American soldiers of the 1st and 2nd Battalions (8th Infantry Regiment, 4th Infantry Division) who have embarked into the landing crafts are witnessing these bombardments which plow the French soil and fill the sky with immense plumes of smoke. Even though many of them suffer from a terrible seasickness, they are relieved to see their objectives under such a rain of steel. Two squadrons of amphibious “duplex drive” tanks are launched three kilometers from the shore and have to reach the beach areas by their own means thanks to two propellers and a rubber skirt. They progress in two waves of assault: the first one is composed of twelve “duplex drive” tanks and the second one is composed of sixteen identical tanks).

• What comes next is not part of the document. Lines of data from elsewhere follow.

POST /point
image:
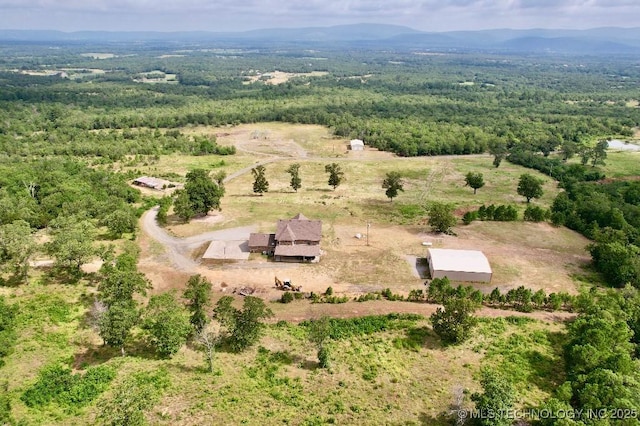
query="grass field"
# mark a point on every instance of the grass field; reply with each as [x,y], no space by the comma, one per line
[399,376]
[397,228]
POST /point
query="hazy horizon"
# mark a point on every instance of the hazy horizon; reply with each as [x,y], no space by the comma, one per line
[226,15]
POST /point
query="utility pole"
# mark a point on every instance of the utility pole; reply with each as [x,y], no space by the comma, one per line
[368,226]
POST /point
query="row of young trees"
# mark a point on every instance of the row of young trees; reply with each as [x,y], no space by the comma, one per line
[165,321]
[261,184]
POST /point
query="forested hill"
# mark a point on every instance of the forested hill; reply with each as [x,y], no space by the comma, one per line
[598,41]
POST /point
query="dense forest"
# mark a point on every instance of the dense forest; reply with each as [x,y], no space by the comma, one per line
[68,117]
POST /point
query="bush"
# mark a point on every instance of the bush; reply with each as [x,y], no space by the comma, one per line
[469,217]
[324,357]
[536,214]
[57,384]
[286,297]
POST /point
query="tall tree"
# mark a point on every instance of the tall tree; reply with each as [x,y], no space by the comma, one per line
[296,181]
[569,149]
[166,324]
[71,243]
[198,293]
[116,322]
[499,150]
[441,218]
[120,221]
[336,175]
[599,153]
[244,327]
[208,338]
[120,280]
[17,245]
[393,183]
[182,206]
[260,183]
[474,180]
[530,187]
[454,322]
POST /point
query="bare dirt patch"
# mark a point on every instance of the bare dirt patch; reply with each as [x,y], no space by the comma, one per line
[279,77]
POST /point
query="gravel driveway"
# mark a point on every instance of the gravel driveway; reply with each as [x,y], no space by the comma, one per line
[178,249]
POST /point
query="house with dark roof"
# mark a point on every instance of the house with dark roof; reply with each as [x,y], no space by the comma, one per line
[296,240]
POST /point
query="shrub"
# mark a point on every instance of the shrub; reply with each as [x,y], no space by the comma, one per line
[57,384]
[286,297]
[536,214]
[469,217]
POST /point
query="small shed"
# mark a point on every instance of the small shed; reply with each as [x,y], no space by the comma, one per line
[459,265]
[357,145]
[259,243]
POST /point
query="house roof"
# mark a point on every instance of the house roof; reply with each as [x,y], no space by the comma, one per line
[459,260]
[151,182]
[262,240]
[299,230]
[297,250]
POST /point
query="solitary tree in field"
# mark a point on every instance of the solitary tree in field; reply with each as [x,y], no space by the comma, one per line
[181,206]
[119,281]
[336,175]
[441,218]
[392,183]
[474,180]
[17,245]
[454,322]
[294,171]
[208,338]
[166,324]
[569,149]
[204,193]
[71,243]
[243,327]
[260,183]
[529,187]
[198,293]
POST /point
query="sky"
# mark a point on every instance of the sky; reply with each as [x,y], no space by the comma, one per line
[241,15]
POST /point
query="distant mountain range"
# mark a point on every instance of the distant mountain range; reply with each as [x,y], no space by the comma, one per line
[596,41]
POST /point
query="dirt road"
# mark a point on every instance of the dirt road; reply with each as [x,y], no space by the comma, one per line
[178,249]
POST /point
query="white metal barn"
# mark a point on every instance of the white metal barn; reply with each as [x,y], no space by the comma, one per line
[357,145]
[459,265]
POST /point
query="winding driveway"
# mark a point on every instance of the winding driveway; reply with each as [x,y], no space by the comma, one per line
[178,249]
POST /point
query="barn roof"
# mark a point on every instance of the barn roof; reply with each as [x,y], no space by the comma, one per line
[299,230]
[297,250]
[459,260]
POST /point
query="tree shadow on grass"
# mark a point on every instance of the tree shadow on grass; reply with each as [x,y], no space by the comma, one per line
[99,354]
[549,369]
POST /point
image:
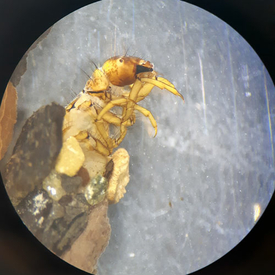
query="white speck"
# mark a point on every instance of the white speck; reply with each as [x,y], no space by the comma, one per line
[39,203]
[257,211]
[40,221]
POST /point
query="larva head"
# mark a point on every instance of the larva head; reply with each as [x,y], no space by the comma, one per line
[123,70]
[98,82]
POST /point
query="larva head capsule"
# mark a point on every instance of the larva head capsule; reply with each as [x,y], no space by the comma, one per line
[123,70]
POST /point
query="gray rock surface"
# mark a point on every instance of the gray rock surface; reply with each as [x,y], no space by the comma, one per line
[201,184]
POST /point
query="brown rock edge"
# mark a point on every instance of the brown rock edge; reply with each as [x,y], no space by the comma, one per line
[86,250]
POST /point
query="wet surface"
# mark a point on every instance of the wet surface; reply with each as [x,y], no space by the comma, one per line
[212,159]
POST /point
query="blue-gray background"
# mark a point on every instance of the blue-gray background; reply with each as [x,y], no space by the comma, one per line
[215,152]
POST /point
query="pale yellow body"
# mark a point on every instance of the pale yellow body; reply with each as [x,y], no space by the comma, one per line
[97,120]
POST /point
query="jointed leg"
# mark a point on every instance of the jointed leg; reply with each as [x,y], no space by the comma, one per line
[148,114]
[163,83]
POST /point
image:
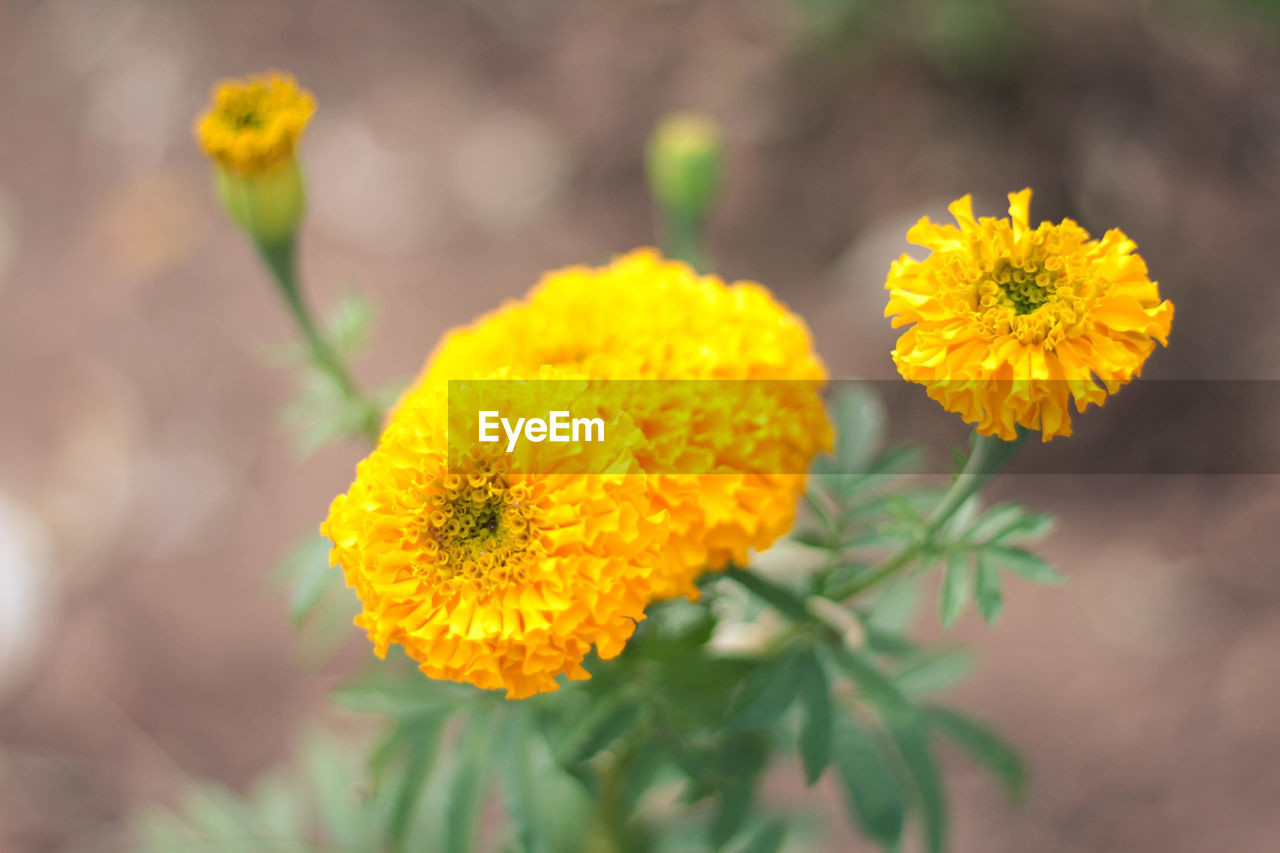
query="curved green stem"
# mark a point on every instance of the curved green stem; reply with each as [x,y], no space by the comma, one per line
[987,457]
[682,237]
[280,259]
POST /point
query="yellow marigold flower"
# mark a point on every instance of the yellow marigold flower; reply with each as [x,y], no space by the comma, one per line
[488,576]
[1010,322]
[648,318]
[254,124]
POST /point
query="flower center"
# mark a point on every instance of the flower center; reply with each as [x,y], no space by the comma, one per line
[1025,286]
[476,529]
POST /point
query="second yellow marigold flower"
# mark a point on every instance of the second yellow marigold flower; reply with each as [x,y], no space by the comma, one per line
[1010,323]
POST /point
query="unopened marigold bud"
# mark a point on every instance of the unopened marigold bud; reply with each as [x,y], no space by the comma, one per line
[685,162]
[268,205]
[251,132]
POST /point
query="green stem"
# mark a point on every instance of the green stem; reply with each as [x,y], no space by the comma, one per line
[682,236]
[280,259]
[987,457]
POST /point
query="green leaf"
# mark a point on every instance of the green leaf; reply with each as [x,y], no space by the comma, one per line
[402,698]
[519,781]
[894,461]
[766,694]
[935,671]
[816,731]
[307,571]
[740,761]
[913,744]
[859,418]
[983,746]
[883,641]
[955,588]
[991,601]
[963,518]
[606,720]
[420,749]
[896,605]
[993,521]
[909,737]
[819,539]
[872,794]
[1023,562]
[348,324]
[466,788]
[767,839]
[880,688]
[1031,527]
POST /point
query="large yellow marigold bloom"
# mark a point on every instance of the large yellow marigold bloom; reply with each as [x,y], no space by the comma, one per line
[254,124]
[1010,322]
[489,576]
[648,318]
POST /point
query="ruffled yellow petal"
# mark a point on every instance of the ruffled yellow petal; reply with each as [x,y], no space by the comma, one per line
[487,576]
[254,124]
[648,318]
[1008,323]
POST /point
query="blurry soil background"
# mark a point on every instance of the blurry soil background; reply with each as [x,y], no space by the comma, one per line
[147,488]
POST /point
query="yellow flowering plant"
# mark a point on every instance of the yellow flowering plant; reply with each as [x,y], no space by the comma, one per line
[556,624]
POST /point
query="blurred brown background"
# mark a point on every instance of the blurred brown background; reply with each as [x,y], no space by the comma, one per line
[146,487]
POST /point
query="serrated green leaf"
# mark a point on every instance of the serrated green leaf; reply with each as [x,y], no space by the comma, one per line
[896,605]
[767,839]
[307,573]
[878,687]
[400,698]
[892,463]
[955,588]
[987,592]
[913,744]
[819,539]
[816,730]
[420,751]
[872,794]
[606,720]
[348,324]
[883,641]
[766,694]
[1028,527]
[935,671]
[740,761]
[859,419]
[995,520]
[1023,562]
[467,785]
[332,789]
[983,746]
[963,518]
[519,781]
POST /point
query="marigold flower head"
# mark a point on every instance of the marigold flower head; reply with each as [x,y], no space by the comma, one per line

But the amphibious tanks are falling behind and are soon overtaken by the landing craft of the 2nd Battalion which take the lead of the offensive on the beach area nicknamed “Uncle Red”.
The 2nd Battalion lands on “Uncle Red” sector south-east of Saint-Martin-de-Varreville. The 1st Battalion lands fifteen minutes later on “Tare Green” beach area, east of Saint-Martin-de-Varreville, simultaneously with the amphibious tanks belonging to the 70th Tank Battalion (squadrons A and B). The latter reach the beach and immediately engage the opposing positions.
During the first minutes of the 4th Infantry Division’s landing on Utah Beach, the German shots are numerous but not very precise. Gradually, German machine guns leave room for random but deadly explosions of shells fired by field guns belonging to the German 709. Infantry Division.
These guns open fire from positions a few kilometers west of the landing beach (notably near Brécourt manor) and are camouflaged so that the Allied aircraft patrolling the Norman sky do not spot them.
Very quickly, the beach is under control. The tide is low and discovers the beach defenses over a distance of nearly 300 meters between the dunes and the sea. The fifth assault wavelands half an hour after H Hour. At 7:30 am, engineers open gaps through the beach obstacles allowing the landing crafts to approach without a hitch.